While his officers grumbled among themselves, while the bone-weary, soaked-clear-through soldiers glared at their commander, Oliver Otis Howard steadfastly assured himself that he was about to bring the war to an end. Joseph was taking his bands back to their ancestral homes, where they would be trapped between two converging armies. It was only a matter of time now, Howard vowed. A few more days and a few more miles.
This damnable little war was almost over.
*Much of this area crossed by both the Nez Perce and Howard’s army in 1877 is today known as the Joseph Plains.
CHAPTER TWELVE
JULY 2, 1877
“I CAN’T ORDER YOU TO STAY ON THIS SIDE OF THE RIVER, Mr. Hunter,” General O. O. Howard had told the civilian leader from Dayton back on that first day the soldiers were attempting their perilous crossing. “Nor can I guarant
ee your safety if you go wandering off alone on the other side of the Salmon.”
“You still have your mind set against sending any of your friendlies out to find the war camp, General?” asked William Hunter.
“Not until I have enough of my men across should we have any more displays from the warriors like we had here day before yesterday.”
“Mind you, me and my men don’t aim to get ourselves in any trouble, General Howard,” the civilian had assured him. “Just want to see where those Nez Perce have run off to. We figure to be back before this time tomorrow.”
He and two of his best friends from Dayton—a tiny community in eastern Washington Territory—swam their horses over to the west bank of the Salmon, then started north into the broken country. They hadn’t been moving more than two hours when they were rewarded with sighting a half-dozen figures on foot in the distance.
“Enfant de garce!” one of the six men sobbed as they lunged up among the trio of horsemen.
“Shit, any of you Americans?” Hunter asked, perplexed. “Speak English?”
“A little some,” confessed another of the bedraggled half-dozen.
“You look a sight, fellas,” Hunter said. “Where’s your horses? Your guns?”
The good-talker shook his head as if searching for the right words, perhaps any words, to use in telling the story as Hunter and his companions dropped to the ground and let their horses blow. Slowly, painstakingly, the story unfolded.

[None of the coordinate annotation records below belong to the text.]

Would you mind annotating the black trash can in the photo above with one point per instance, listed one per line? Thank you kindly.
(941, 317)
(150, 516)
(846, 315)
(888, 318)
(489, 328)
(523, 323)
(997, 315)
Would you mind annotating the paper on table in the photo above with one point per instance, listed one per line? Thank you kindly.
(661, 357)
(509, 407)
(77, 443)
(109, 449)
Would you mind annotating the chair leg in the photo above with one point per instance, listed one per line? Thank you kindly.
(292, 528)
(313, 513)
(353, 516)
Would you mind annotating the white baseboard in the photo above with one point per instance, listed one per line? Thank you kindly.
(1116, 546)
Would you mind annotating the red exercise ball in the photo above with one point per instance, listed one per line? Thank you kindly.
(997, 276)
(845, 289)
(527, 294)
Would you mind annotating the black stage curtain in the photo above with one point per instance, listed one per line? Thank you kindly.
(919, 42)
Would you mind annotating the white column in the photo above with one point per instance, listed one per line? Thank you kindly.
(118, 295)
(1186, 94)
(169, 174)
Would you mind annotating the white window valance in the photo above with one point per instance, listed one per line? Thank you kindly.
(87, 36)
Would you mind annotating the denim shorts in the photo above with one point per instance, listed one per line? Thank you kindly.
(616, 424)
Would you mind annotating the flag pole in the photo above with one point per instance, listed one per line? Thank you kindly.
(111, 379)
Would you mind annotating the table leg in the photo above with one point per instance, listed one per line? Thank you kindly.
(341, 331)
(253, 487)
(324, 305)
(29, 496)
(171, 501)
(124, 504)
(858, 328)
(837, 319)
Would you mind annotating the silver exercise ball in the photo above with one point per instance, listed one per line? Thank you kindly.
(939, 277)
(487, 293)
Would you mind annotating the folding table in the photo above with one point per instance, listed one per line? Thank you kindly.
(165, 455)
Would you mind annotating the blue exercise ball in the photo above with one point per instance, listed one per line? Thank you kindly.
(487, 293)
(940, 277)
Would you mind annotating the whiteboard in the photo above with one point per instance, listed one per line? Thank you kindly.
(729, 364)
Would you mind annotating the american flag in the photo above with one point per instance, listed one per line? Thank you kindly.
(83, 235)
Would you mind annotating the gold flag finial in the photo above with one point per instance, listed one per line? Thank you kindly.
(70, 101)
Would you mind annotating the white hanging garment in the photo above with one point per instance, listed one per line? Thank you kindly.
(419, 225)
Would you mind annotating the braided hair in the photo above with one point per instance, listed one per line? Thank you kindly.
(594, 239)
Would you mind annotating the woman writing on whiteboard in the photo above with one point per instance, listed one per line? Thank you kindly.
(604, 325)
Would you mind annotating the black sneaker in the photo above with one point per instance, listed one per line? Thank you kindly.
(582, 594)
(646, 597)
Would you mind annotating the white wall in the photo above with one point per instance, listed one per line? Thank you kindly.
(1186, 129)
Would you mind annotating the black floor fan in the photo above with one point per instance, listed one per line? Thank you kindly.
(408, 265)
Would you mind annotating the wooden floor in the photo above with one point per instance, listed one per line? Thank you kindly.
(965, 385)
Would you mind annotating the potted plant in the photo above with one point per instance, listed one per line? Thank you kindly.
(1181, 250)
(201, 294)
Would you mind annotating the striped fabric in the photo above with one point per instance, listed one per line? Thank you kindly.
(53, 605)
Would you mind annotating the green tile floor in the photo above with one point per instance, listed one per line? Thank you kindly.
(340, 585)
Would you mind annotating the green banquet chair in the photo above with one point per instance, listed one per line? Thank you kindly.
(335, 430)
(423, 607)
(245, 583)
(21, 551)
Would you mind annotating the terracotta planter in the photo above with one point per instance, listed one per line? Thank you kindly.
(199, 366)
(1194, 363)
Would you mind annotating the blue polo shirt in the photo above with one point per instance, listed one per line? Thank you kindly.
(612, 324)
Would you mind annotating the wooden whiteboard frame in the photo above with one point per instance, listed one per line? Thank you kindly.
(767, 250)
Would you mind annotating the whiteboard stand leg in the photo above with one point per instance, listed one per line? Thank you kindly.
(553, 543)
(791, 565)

When the outbreak first began, the six Frenchmen had been on this west side of the Salmon, farther to the south. In fact, they claimed they had yelled a warning across the river to some American friends. Once hundreds of the Nez Perce showed up near the mouth of the White Bird, the Frenchmen fled deep into the hills on the other side of the Salmon. But not so far they hadn’t heard all the gunfire the day of the battle.
Keeping to their side of the river, they had trained a keen eye on the migrations of the Non-Treaty bands as the Indians moved south to Horseshoe Bend, then crossed and started back north to where Larry Ott had been homesteading on Deer Creek then started to climb into the formidable terrain. Three days ago they had run across a trio of Chinese miners who warned them that war parties were prowling the countryside, horsemen who had allowed the Chinese to pass unharmed.